Une interpellation mouvementée à Cannes
Les faits se sont déroulés en début d'après-midi, dans le quartier de la Bocca, à Cannes. Les forces de l'ordre avaient été appelées pour un signalement de différend familial. À leur arrivée, les policiers, en véhicule banalisé, ont décliné leur qualité à haute voix. Selon la présidente du tribunal, Mariel Dubreuil, « les policiers étaient descendus d'un véhicule banalisé et avaient énoncé leur qualité à haute voix, vous les identifiez tout de suite comme policiers ».
Au lieu de se rendre, A. a pris la fuite, passant par un portillon qu'il a bloqué, puis escaladant une grille en fer, se blessant aux mains au passage. Les policiers ont fait usage de leur taser, sans succès. Il a finalement été rattrapé quelques centaines de mètres plus loin, après une course-poursuite mouvementée. L'arrestation a été difficile, la présidente décrivant un prévenu « déchaîné ». Le frère de l'homme est également arrivé sur les lieux, muni d'une poutre d'un mètre quatre-vingt, menaçant les policiers.
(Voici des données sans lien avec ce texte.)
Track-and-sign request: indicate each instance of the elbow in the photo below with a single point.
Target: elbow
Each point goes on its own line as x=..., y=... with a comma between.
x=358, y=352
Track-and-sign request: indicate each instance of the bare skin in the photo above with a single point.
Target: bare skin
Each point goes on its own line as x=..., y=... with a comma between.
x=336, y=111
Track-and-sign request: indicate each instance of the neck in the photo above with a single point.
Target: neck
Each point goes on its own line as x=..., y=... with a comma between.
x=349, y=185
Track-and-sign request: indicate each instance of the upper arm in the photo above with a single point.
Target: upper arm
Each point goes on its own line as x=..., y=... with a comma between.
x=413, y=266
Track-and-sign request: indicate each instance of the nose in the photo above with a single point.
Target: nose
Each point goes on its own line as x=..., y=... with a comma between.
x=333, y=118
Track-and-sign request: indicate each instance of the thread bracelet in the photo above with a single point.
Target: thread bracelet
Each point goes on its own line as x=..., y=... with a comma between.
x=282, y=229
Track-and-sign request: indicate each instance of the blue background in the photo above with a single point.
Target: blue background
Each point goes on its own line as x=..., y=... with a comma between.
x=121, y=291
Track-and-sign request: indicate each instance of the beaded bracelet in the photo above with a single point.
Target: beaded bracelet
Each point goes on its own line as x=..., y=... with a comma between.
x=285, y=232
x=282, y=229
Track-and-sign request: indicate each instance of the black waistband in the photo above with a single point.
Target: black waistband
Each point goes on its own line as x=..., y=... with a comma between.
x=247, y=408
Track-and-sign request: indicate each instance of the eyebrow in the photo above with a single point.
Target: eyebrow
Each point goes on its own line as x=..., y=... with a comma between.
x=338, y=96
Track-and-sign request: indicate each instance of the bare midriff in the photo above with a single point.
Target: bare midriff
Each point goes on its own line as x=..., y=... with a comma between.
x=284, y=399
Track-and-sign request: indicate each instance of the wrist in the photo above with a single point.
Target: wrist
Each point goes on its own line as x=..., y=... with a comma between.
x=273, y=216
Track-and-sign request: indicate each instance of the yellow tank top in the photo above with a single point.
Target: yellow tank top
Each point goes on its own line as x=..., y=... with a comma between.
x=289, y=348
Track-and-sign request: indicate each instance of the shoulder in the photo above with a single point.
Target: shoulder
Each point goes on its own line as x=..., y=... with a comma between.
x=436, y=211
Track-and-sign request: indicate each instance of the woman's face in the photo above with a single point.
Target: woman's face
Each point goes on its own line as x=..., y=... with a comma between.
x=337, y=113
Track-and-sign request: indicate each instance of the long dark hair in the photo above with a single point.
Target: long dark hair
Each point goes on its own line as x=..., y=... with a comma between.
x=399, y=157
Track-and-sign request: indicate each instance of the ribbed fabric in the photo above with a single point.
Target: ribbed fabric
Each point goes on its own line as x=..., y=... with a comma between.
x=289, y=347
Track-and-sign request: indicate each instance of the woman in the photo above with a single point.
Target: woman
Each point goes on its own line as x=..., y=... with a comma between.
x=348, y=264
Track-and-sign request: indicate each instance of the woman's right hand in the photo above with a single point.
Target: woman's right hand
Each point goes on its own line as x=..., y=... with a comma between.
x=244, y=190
Un casier judiciaire lourd
À la barre, A. a tenté d'expliquer son comportement : « J'ai paniqué, j'ai pété les plombs quand ils ont utilisé le taser. » Il a également déclaré : « J'avais un problème, dès que je voyais du bleu ça me rendait malade. Aujourd'hui, quand je vois un policier ça va. » La présidente a souligné que sur ses quatorze condamnations, huit avaient pour victimes des policiers ou des gendarmes, un chiffre qui a suscité de vives réactions dans la salle.
La procureur Ludivine Counoy-Nicolle a dénoncé « un sentiment d'impunité inquiétant », soulignant que « le fait que plusieurs équipages aient dû intervenir est rare ». En effet, six appels en renfort ont été nécessaires pour maîtriser le prévenu. « On imagine la terreur des policiers qui intervenaient pour des violences intrafamiliales », a-t-elle ajouté.
La défense plaide la reconnaissance des torts
L'avocate de la défense, maître Elif Kayi-Chasseur, a plaidé pour son client : « Mon client reconnaît ses torts. On n'est pas dans une haine froide de la police. » Elle a insisté sur le contexte de panique et de douleur, évoquant un « comportement irréfléchi » plutôt qu'une préméditation. Malgré ces arguments, le tribunal a suivi les réquisitions du ministère public, condamnant A. à vingt mois d'emprisonnement et ordonnant son maintien en détention.
Un contexte de violences intrafamiliales
Cette affaire s'inscrit dans un contexte plus large de violences intrafamiliales, un sujet sensible dans la région. Les policiers intervenaient pour un différend familial, une mission à haut risque selon les syndicats de police. Cette affaire met en lumière les difficultés rencontrées par les forces de l'ordre lors de ce type d'interventions, et la récidive de certains individus.
La condamnation de A. intervient alors que le débat sur la protection des forces de l'ordre est vif. Récemment, une proposition de loi du député azuréen Éric Pauget, visant à reconnaître une présomption de légitime défense pour les forces de l'ordre, a été adoptée à l'Assemblée nationale. Cette affaire pourrait relancer les discussions sur la nécessité de renforcer les sanctions contre les outrages et violences envers les policiers.